Taking Things Personally

This is my biggest personal flaw. Which is not a good one to have when you are in a field where rejection is a major factor more often than not. And as a singer, it is easy to take rejection as a personal affront, because after all, your instrument is a part of your body. It doesn’t sound like anyone else’s instrument.

Let’s say you’re a pianist and you’ve made it to the finals in a competition and everyone has to play a Chopin prelude in the last round. Everyone is as good as you are. And (assuming it’s an in-person audition), you’re all playing on the same instrument. Assuming that note/rhythmic accuracy isn’t an issue, since you’re all in the final round, what is different? What are you being judged on?

  • Phrasing
  • Touch
  • Dynamics
  • Overall interpretation

But the instrument’s basic tone is going to sound the same.(And pianists, if I’m full of it, call me out on it.)

As singers, we are being judged on all of the above, plus our tone quality. And assuming that we are all at the same level of ability at a competition, the feeling that “they don’t like my voice” can result in a “they don’t like me” response. And that is difficult.

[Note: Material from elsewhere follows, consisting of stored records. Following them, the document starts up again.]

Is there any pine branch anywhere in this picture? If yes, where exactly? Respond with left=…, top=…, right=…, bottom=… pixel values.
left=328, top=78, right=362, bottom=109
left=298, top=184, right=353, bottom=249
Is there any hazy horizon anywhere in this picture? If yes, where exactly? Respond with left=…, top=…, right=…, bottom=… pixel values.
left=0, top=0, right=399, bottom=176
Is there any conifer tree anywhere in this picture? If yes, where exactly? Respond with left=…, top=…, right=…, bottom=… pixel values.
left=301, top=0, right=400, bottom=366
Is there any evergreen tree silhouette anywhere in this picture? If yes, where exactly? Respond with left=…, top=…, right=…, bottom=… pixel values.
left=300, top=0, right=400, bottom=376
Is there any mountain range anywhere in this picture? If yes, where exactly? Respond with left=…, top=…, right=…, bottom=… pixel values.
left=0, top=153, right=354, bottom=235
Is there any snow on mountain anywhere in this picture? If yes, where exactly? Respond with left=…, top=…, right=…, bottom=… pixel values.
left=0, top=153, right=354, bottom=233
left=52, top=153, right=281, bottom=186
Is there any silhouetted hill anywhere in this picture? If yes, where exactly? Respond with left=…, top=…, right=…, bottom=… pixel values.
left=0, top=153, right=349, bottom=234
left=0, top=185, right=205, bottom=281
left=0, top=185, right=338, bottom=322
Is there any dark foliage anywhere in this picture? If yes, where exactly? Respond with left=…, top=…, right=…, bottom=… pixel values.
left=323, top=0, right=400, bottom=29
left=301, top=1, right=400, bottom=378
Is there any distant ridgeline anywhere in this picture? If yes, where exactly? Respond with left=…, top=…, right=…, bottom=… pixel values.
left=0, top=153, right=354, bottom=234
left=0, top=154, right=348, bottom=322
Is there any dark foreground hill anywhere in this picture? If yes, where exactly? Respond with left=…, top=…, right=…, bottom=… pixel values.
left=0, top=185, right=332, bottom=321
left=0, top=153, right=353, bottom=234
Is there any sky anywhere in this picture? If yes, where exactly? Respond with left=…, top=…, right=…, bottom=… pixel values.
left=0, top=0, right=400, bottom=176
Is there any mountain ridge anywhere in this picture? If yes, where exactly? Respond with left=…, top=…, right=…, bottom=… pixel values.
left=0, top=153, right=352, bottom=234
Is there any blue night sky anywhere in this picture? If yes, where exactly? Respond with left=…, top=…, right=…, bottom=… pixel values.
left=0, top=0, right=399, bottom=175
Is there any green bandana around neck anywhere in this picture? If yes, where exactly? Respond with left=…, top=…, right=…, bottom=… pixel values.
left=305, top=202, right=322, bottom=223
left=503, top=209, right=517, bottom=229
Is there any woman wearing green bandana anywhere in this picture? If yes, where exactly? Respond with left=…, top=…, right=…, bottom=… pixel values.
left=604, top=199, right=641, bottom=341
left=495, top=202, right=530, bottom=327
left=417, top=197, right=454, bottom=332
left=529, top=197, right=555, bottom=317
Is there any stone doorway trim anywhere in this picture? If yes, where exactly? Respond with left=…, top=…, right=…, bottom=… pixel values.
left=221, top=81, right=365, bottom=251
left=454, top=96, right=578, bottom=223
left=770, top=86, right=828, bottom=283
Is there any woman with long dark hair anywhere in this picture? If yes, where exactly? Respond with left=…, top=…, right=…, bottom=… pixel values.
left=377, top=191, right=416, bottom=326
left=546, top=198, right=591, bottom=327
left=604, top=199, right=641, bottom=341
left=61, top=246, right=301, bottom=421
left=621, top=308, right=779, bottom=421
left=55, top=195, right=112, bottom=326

When I returned to the East Coast after being gone for 17 years, I reauditioned for WNO, where I had performed steadily for 7 years – in the chorus, but also in comprimario and supporting roles. I was the mezzo soloist for two years in a row at the Kennedy Center Open House, representing the company as one of their finest singers.

It took me four years to be hired again. The first year I wasn’t offered anything. The second and third year, I was wait-listed. The fourth year, I decided that it was going to be my last audition for them. If they didn’t hire me then, I was done. I wound up getting a really bad cold the month before and wasn’t able to prepare the piece I intended and auditioned with a really old piece that I didn’t even like that much, but I knew I could sing it well, even just recovering from a cold. And I did sing it really well – I was so pleased at how it was going while I was singing.

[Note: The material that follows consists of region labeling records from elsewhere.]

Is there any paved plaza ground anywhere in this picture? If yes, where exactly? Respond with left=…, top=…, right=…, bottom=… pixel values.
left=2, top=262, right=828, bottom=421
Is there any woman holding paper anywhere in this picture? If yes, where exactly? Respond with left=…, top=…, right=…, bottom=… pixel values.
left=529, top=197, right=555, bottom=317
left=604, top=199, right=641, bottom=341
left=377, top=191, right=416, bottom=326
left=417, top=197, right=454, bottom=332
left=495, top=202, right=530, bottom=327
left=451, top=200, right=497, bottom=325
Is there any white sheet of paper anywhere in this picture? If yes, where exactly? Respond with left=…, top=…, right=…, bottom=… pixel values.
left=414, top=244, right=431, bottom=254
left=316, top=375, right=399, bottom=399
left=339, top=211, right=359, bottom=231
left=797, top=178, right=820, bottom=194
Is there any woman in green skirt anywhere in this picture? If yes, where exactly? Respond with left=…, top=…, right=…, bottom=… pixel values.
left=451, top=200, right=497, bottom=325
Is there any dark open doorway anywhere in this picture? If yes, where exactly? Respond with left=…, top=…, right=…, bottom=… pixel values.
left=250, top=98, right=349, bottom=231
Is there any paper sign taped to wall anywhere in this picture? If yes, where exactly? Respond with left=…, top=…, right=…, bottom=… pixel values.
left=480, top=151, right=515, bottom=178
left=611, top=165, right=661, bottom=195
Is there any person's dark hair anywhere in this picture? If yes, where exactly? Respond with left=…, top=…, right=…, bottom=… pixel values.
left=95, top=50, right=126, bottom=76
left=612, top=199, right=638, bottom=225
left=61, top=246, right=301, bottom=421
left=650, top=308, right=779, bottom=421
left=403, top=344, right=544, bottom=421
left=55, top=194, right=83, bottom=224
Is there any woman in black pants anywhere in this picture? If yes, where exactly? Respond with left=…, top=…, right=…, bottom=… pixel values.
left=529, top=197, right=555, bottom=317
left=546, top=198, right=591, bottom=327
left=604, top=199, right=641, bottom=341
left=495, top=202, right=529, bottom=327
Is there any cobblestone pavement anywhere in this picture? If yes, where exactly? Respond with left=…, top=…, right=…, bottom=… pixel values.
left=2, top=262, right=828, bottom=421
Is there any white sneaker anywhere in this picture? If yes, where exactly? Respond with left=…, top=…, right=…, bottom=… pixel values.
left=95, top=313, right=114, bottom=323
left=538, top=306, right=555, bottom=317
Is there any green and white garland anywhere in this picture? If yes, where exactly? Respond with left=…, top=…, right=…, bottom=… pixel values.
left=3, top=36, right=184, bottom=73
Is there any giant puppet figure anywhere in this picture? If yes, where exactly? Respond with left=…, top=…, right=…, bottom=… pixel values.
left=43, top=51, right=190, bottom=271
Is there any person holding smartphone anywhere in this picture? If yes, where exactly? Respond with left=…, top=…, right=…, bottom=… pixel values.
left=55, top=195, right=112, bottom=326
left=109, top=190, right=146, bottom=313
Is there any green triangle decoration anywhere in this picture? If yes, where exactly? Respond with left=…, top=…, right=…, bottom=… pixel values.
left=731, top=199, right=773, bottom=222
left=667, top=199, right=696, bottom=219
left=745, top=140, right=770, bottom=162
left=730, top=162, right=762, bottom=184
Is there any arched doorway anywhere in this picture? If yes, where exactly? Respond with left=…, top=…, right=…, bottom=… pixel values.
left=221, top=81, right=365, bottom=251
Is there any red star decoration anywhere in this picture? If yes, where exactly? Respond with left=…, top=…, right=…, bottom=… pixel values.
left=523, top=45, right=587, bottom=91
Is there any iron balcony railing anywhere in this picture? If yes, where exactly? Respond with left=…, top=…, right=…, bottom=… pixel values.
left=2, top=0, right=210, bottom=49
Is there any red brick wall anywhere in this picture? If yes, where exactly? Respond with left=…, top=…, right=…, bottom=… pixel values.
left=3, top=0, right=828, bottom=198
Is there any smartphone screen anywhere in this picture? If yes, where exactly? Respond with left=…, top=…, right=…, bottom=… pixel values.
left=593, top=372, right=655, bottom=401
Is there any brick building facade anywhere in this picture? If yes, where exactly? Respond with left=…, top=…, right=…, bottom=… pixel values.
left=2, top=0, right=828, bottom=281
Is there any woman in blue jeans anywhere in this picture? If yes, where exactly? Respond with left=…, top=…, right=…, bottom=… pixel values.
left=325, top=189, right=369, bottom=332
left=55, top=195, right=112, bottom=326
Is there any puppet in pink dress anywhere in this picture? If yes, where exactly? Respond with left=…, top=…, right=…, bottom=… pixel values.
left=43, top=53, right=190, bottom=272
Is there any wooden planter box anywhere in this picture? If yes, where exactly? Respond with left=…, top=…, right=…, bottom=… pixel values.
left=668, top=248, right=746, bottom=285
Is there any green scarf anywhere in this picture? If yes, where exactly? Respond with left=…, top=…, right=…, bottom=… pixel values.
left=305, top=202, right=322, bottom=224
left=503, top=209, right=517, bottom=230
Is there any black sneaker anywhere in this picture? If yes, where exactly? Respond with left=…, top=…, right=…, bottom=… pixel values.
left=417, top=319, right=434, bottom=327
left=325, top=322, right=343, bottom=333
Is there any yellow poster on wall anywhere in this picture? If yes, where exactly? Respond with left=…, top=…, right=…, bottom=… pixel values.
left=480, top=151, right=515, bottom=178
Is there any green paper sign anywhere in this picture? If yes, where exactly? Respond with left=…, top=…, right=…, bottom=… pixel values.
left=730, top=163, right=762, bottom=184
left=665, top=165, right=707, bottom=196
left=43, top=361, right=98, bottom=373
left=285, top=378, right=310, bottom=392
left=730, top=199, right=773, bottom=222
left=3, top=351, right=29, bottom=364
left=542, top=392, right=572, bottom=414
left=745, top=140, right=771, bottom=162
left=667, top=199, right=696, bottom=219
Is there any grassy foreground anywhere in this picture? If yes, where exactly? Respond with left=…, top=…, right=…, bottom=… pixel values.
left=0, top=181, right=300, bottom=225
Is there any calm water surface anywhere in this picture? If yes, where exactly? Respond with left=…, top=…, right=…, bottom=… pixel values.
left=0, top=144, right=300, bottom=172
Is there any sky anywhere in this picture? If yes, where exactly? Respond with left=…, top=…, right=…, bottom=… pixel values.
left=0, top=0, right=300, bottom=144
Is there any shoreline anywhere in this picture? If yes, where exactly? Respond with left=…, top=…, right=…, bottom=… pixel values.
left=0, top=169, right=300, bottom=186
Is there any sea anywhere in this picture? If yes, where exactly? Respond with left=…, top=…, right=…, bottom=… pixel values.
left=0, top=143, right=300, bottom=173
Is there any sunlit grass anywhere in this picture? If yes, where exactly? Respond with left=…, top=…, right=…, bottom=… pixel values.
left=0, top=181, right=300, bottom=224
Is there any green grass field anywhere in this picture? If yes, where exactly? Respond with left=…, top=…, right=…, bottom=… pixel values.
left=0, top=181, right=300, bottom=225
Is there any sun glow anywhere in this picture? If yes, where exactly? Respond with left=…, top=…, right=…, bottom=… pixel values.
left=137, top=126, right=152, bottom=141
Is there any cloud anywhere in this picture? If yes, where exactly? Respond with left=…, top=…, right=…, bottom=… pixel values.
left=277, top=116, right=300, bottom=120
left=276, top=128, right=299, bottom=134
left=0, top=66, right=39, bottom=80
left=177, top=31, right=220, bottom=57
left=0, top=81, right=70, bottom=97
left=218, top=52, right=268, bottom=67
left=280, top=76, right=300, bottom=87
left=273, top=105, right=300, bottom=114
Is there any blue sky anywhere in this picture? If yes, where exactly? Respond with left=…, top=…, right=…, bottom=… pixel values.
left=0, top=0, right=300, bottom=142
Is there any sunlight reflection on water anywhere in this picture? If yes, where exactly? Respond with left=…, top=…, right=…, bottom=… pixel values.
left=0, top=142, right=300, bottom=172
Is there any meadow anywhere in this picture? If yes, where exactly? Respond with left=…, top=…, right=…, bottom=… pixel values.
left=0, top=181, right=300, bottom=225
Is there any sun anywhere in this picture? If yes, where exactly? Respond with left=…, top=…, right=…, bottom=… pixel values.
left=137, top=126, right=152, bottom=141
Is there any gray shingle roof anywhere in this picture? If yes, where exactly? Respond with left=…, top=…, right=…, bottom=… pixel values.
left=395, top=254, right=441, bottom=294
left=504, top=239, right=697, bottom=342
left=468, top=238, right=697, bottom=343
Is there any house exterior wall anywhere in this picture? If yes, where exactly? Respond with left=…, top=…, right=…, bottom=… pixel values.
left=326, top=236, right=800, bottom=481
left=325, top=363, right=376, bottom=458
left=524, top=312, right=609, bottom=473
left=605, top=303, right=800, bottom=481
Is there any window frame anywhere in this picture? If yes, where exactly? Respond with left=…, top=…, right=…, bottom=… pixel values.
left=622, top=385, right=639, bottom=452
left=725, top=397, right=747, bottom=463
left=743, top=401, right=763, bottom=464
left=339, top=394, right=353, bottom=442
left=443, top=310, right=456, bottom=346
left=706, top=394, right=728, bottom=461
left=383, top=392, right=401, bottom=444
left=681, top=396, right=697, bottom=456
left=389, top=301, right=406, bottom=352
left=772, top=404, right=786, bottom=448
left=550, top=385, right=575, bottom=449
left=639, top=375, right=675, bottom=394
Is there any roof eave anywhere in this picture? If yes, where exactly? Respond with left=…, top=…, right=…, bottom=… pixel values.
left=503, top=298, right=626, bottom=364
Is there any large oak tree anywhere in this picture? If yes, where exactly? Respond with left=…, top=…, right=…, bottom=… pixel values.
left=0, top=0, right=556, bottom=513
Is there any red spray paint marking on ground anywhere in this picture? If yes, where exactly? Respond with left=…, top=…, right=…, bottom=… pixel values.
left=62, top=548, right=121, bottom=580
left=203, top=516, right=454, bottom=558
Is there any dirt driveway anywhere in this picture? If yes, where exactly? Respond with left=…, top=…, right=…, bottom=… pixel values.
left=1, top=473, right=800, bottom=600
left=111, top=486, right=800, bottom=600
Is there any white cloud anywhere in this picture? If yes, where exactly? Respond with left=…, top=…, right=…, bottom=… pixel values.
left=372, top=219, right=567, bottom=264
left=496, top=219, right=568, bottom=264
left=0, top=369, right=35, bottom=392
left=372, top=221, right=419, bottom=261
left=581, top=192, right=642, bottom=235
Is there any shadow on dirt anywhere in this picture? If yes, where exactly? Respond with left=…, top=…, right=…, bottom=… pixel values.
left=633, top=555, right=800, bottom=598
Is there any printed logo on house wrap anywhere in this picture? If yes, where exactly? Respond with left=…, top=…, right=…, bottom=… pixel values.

They cut me off after the first section. “Well, that’s it,” I thought.

And then, three months later, I got a contract. And then the next year (and the year after that), I got two contracts (each year) and was asked to sing in the end of the year galas.

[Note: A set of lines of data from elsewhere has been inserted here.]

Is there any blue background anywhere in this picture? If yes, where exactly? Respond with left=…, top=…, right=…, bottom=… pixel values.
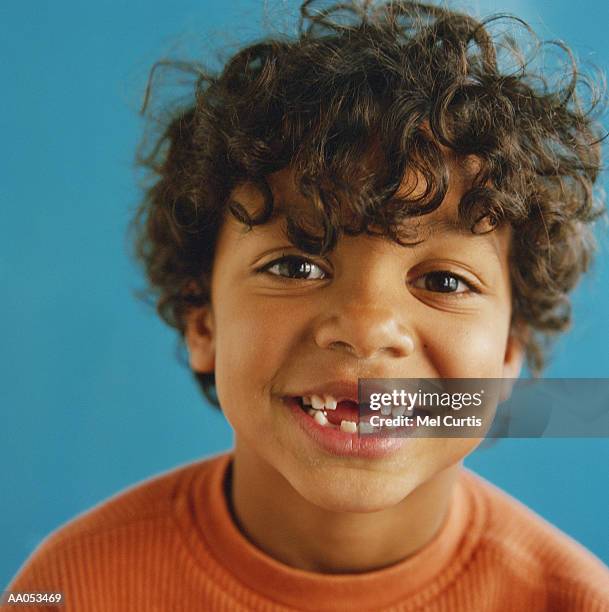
left=0, top=0, right=609, bottom=589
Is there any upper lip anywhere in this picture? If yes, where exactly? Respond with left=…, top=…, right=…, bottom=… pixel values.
left=285, top=380, right=359, bottom=404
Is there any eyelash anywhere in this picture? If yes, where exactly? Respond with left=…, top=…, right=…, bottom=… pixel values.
left=257, top=255, right=478, bottom=296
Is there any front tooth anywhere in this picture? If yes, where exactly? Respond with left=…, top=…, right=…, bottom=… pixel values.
left=313, top=412, right=328, bottom=425
left=311, top=395, right=324, bottom=410
left=340, top=421, right=357, bottom=433
left=357, top=421, right=374, bottom=434
left=324, top=395, right=337, bottom=410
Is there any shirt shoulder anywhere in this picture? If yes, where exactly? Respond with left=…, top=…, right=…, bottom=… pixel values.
left=462, top=470, right=609, bottom=611
left=7, top=456, right=224, bottom=610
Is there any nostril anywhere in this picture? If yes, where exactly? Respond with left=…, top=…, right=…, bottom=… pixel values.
left=330, top=340, right=355, bottom=353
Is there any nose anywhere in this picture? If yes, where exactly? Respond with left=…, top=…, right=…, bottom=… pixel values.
left=315, top=301, right=415, bottom=359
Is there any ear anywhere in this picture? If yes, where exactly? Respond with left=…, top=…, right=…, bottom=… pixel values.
left=184, top=306, right=216, bottom=374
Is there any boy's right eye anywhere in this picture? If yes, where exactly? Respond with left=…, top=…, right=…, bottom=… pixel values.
left=258, top=255, right=327, bottom=280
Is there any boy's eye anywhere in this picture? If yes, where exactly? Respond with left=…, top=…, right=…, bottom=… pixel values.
left=260, top=255, right=326, bottom=280
left=413, top=270, right=472, bottom=293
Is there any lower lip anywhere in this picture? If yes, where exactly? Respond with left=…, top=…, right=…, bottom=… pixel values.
left=283, top=398, right=407, bottom=459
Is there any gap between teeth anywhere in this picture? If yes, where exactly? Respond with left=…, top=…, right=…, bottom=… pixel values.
left=302, top=395, right=358, bottom=433
left=302, top=395, right=337, bottom=410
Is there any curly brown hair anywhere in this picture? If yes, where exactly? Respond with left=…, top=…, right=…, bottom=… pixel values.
left=134, top=0, right=604, bottom=403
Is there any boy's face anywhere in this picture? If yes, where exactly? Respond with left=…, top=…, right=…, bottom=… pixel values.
left=186, top=163, right=522, bottom=511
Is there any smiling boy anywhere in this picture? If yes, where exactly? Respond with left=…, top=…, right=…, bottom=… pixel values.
left=4, top=2, right=609, bottom=612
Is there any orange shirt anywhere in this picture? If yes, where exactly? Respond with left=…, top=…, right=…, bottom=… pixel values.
left=2, top=455, right=609, bottom=612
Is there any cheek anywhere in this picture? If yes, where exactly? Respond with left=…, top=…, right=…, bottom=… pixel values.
left=215, top=298, right=306, bottom=400
left=422, top=315, right=508, bottom=378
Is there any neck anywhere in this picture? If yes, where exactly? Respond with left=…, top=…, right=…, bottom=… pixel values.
left=227, top=444, right=461, bottom=574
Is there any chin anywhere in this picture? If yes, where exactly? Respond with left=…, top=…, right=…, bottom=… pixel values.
left=292, top=470, right=416, bottom=513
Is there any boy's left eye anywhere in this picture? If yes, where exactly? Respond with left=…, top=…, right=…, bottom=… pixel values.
left=413, top=270, right=472, bottom=294
left=259, top=255, right=326, bottom=280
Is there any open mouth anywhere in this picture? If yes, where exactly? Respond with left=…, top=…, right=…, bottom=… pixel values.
left=291, top=395, right=360, bottom=434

I thought about the experience of being cut off when I read this a few months ago:

(Honestly, it was a really tedious aria.)

As I wrote recently, when you hear no, it means “Yes, but not yet.”

Or it really might mean no… but it means you need to go somewhere else. Somewhere you can be appreciated and nurtured.


Looking for a place to be appreciated and nurtured? Contact MVS to talk about developing your voice and being heard.

Published by Mezzoid Voice Studio

Christine Thomas-O'Meally, a mezzo soprano and voice teacher currently based in the Baltimore-DC area, has performed everything from the motets of J.S. Bach to the melodies of Irving Berlin to the minimalism of Philip Glass. As an opera singer and actress, she has appeared with companies such as Charm City Players, Spotlighters Theatre, Chicago Opera Theater, Opera Theater of Northern Virginia, Opera North, the Washington Savoyards, In Tandem Theatre, Windfall Theater, The Young Victorian Theater of Baltimore, and Skylight Opera Theatre. She created the role of The Woman in Red in Dominick Argento’s Dream of Valentino in its world premiere with the Washington Opera and Mary Pickersgill in O'er the Ramparts at its world premiere during the Bicentennial of Battle of Baltimore at the Community College of Baltimore County. Other roles include Mrs. Paroo in Music Man, Mother Abbess in Sound of Music, Dorabella in Cosi Fan Tutte, Marcellina in Le Nozze di Figaro, both Hansel and the Witch in Hansel & Gretel, and many roles in Gilbert & Sullivan operettas. Her performance as the Housekeeper in Man of La Mancha was honored with a WATCH award nomination. Ms. Thomas-O'Meally received an M.M. in vocal performance from the Peabody Conservatory in Baltimore. She regularly attends master classes and workshops in both performance and vocal pedagogy, and is certified in all three Levels of Somatic Voicework™ The LoVetri Method. Her students have performed on national and international tours of Broadway productions, at prestigious conservatories, and in regional theater throughout the country.

5 thoughts on “Taking Things Personally

  1. I could/should re-read your blog about taking things personally every day. I tell myself that I don’t, but I do 🙂 Very wise words.

    1. Believe me, a few days after I wrote it, I had something happen that really upset me and I’m still fighting how I feel about it. BUT at least I didn’t lash out with some passive-aggressive nonsense! #progress

      Thanks for your kind words.

  2. Wise words. When it comes to auditioning and performing, the voice is also the most unreliable of instruments. As a pianist, as long as the instrument is in tune, I have a solid baseline. I can play with tone, warmth, brilliance, but the fundamental spund is there. When I sing, the moisture in the air, how rested my body is and my state of mind will affect my sound.